Un almanacco del 1848 propone per Pasqua e per l”8 maggio, giorno sacro a San Michele, questo menù: zuppa de” pesielli, composta di piselli bolliti e cepollette zoffritte: il tutto adagiato su fette di pane abbrustolito; zeppolelle di baccalà, e cioè porpa di mussillo di baccalà “mbrogliata in una pasta molla molla di grano di criscito e “na presa di vino: il tutto fritto in una tiella chiena d”uoglio. Il Cavalcanti riteneva che non potessero mancare dalla mensa pasquale le carcioffole mbottunate de scammaro, cioè imbottite di magro, con un ripieno di capperi, ulive, prezzemolo, alici salate “ntretate (tagliate cioè a piccole strisce): tutti ingredienti dalla storia complessa: capperi, olive, prezzemolo, baccalà, piselli e cipolle.

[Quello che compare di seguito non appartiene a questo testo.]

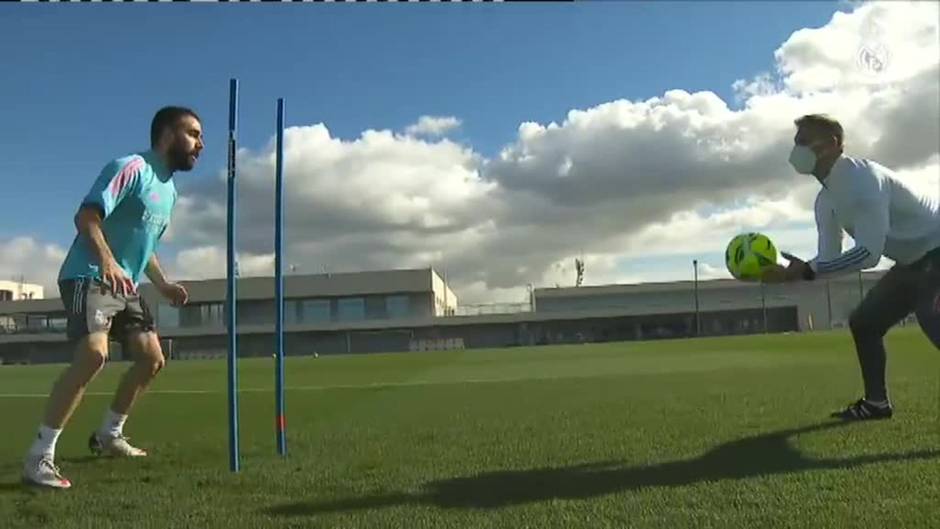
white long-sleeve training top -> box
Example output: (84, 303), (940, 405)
(809, 156), (940, 278)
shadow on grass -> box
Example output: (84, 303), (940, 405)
(264, 422), (940, 516)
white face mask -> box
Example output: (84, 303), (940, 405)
(790, 145), (816, 174)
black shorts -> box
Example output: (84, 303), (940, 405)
(59, 278), (156, 345)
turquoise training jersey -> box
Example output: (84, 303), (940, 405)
(59, 151), (177, 285)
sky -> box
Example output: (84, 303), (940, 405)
(0, 1), (940, 303)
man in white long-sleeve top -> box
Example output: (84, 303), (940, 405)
(763, 114), (940, 420)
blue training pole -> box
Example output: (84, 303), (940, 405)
(225, 79), (240, 472)
(274, 99), (287, 456)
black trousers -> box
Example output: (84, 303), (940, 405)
(849, 248), (940, 400)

Complessa e infelice è la storia della cipolla, che soffrì anche nell” “immaginario” dei napoletani di quella crisi di identità che si era prodotta nel mondo antico e fu confermata nel Medioevo, quando non si riuscì a trovare un accordo tra i teologi che vedevano nel bulbo il simbolo positivo dell”itinerario che porta dall”inganno delle apparenze alla sostanza della verità, e quelli che invece consideravano la cipolla una pianta malefica. Anche di questo parleremo prossimamente.